I have needed to implement some of my research code in C++ and I have been using the Eigen library for linear algebra. There are a lot of great things about Eigen, however, there are some hang-ups I have run into that do not seem to be documented anywhere. As I run into these issues I am going to document how to deal with them.
This post focuses on some peculiar broadcasting syntax, specifically, that the visitor needs to appear on the left hand side of the operation that is broadcasting. This feature conflicts with math in that scalar multiplication is commutative, i.e. $x * y = y * x$ and so is actually hard to track down from the compiler error.
As a concrete example, we consider a similar example that mimics the use-case
I encountered in my research.
The full code can be found at this
gist (Note that the code in the gist uses
ArrayXXd
and ArrayXd
rather than MatrixXd
and VectorXd
).
Suppose we have a $N \times p$ matrix $A$ and $p$-vector $a$
where we want to
pointwise multiply the rows of $A$ by $a$. In Matlab this would be
accomplished with the code: A .* repmat(a, 2, 1)
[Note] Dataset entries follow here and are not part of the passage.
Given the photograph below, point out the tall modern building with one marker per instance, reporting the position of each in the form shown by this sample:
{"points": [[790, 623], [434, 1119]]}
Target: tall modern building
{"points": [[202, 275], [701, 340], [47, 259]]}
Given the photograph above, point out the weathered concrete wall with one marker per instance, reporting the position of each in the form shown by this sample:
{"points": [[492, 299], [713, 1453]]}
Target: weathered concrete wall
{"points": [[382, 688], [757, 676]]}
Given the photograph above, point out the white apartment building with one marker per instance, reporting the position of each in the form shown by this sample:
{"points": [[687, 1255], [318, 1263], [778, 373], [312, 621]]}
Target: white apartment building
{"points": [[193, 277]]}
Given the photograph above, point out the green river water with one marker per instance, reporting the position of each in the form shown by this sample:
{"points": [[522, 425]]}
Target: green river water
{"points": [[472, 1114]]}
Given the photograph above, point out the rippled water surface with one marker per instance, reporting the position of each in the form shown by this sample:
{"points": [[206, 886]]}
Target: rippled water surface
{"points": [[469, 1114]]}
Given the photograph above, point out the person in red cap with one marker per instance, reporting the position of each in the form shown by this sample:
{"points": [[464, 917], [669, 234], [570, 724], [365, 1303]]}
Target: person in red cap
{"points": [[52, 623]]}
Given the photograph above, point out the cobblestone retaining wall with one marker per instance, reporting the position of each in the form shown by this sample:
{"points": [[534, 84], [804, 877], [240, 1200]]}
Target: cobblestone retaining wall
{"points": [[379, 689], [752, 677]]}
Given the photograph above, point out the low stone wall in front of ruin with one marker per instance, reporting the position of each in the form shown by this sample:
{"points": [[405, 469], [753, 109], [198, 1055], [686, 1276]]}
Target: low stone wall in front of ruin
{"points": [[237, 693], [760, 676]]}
, and in numpy we would write
A * a
. The equivalent code in Eigen (with some setup code) looks like
MatrixXd A(2,4);
VectorXd a(4);
A << 1, 2, 6, 9,
3, 1, 7, 2;
a << 0, 1, 2, 3;
MatrixXd res(2,4);
res = A.rowwise() * a.transpose();
// res = 0 2 12 27
// 0 1 14 6
This code will compile fine and produce the correct output. However, if we make a mathematically innocuous change so that the last line becomes
res = a.transpose() * A.rowwise();
then the code no longer compiles with an error saying that operator*
is not
defined for the types of a.transpose()
and A.rowwise()
. To
reiterate the main point: when broadcasting, the visitor must be on the left
hand side of the operator being used. This is not the case with both Matlab
or python where repmat(a, 2, 1) .* A
and a * A
will work as well.
Hopefully, this is just an oversight and there is an easy fix, and not a shortcoming of the expression generation that Eigen performs.